Mediators and the anti-thrombotic properties of the vascular endothelium.

Abstract

This review discusses the role of three mediators synthesized by the vascular endothelium, which are involved in maintaining the surface of the endothelial cells in a non-thrombogenic state. Prostacyclin, discovered in 1976, is a product of arachidonic acid metabolism. This labile prostanoid, with a chemical half life of approximately three minutes, relaxes vascular smooth muscle and inhibits the aggregation of blood platelets. Endothelium-derived relaxing factor (EDRF), discovered in 1980, is even more labile than prostacyclin with a half life counted in seconds. It also relaxes smooth muscle and inhibits the aggregation and adhesion of platelets. Recently, it has been identified as nitric oxide. Prostacyclin and EDRF are released together following stimulation of receptors on endothelial cells and cooperate to inhibit platelet aggregation and adhesion. 13-HODE, acts from inside the cell to make the endothelial surface less adhesive and is not released.
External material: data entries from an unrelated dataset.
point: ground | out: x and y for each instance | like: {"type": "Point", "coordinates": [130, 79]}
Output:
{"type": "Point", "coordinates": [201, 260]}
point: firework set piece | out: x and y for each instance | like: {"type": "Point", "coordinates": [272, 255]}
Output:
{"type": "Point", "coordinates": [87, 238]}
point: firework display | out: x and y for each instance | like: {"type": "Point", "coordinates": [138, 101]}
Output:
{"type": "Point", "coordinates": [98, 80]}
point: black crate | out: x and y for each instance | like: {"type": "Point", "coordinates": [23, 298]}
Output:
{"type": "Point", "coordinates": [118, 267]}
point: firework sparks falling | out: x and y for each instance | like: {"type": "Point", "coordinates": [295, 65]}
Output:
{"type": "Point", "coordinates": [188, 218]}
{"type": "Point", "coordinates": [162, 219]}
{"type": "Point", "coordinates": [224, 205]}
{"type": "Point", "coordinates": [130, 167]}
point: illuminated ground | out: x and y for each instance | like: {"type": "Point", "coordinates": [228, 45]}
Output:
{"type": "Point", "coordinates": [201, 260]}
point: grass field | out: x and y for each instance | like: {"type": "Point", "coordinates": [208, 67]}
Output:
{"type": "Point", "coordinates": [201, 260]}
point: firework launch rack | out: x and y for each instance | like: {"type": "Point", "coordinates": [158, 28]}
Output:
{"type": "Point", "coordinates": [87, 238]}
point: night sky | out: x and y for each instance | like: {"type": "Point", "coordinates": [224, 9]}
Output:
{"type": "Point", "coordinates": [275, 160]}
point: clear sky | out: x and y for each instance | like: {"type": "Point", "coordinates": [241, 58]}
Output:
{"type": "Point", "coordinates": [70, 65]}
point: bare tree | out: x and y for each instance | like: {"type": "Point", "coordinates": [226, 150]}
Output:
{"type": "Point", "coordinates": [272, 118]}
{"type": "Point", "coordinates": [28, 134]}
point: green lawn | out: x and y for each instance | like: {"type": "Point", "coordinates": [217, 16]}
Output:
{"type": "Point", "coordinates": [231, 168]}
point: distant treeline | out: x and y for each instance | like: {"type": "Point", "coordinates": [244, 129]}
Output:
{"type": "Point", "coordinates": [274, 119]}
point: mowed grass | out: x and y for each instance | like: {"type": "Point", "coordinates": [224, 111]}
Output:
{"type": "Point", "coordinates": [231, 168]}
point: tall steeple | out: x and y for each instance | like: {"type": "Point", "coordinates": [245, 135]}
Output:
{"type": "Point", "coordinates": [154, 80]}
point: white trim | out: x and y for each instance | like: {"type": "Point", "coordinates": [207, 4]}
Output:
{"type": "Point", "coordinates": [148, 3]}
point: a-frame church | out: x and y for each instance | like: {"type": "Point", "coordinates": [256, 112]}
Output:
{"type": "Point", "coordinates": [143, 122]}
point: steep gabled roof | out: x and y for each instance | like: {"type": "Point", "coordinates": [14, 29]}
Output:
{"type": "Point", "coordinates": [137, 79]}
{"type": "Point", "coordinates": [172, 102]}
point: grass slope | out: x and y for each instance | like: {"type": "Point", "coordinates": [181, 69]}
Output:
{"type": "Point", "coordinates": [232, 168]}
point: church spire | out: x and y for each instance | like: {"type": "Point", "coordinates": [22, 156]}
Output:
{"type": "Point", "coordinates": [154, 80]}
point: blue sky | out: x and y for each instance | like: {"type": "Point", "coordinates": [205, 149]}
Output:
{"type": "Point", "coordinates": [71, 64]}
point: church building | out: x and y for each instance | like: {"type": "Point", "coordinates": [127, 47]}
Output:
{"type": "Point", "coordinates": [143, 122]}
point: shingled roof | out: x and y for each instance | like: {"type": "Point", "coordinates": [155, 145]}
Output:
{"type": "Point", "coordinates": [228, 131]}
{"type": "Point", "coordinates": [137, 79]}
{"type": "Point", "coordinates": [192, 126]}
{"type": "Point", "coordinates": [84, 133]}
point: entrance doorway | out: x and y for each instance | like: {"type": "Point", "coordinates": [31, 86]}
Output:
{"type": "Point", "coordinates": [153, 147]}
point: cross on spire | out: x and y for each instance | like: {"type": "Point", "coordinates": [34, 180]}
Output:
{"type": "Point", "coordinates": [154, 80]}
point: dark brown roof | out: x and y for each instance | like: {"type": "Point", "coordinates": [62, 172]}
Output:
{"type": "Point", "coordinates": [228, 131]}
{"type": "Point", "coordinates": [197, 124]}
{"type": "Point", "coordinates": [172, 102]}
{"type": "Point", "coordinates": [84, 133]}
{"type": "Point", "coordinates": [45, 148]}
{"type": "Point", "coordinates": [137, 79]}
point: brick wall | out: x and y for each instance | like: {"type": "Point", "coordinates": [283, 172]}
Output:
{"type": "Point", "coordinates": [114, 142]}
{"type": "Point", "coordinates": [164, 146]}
These mediators act together to form the endothelial defence mechanism against adhering blood cells. Underproduction can lead to diseases such as hypertension or atherosclerosis. A mainly fish diet, rich in eicosapentaenoic acid alters the prostacyclin/thromboxane balance in favour of prostacyclin-like activity. This type of diet may provide protection against atherosclerosis and myocardial infarction.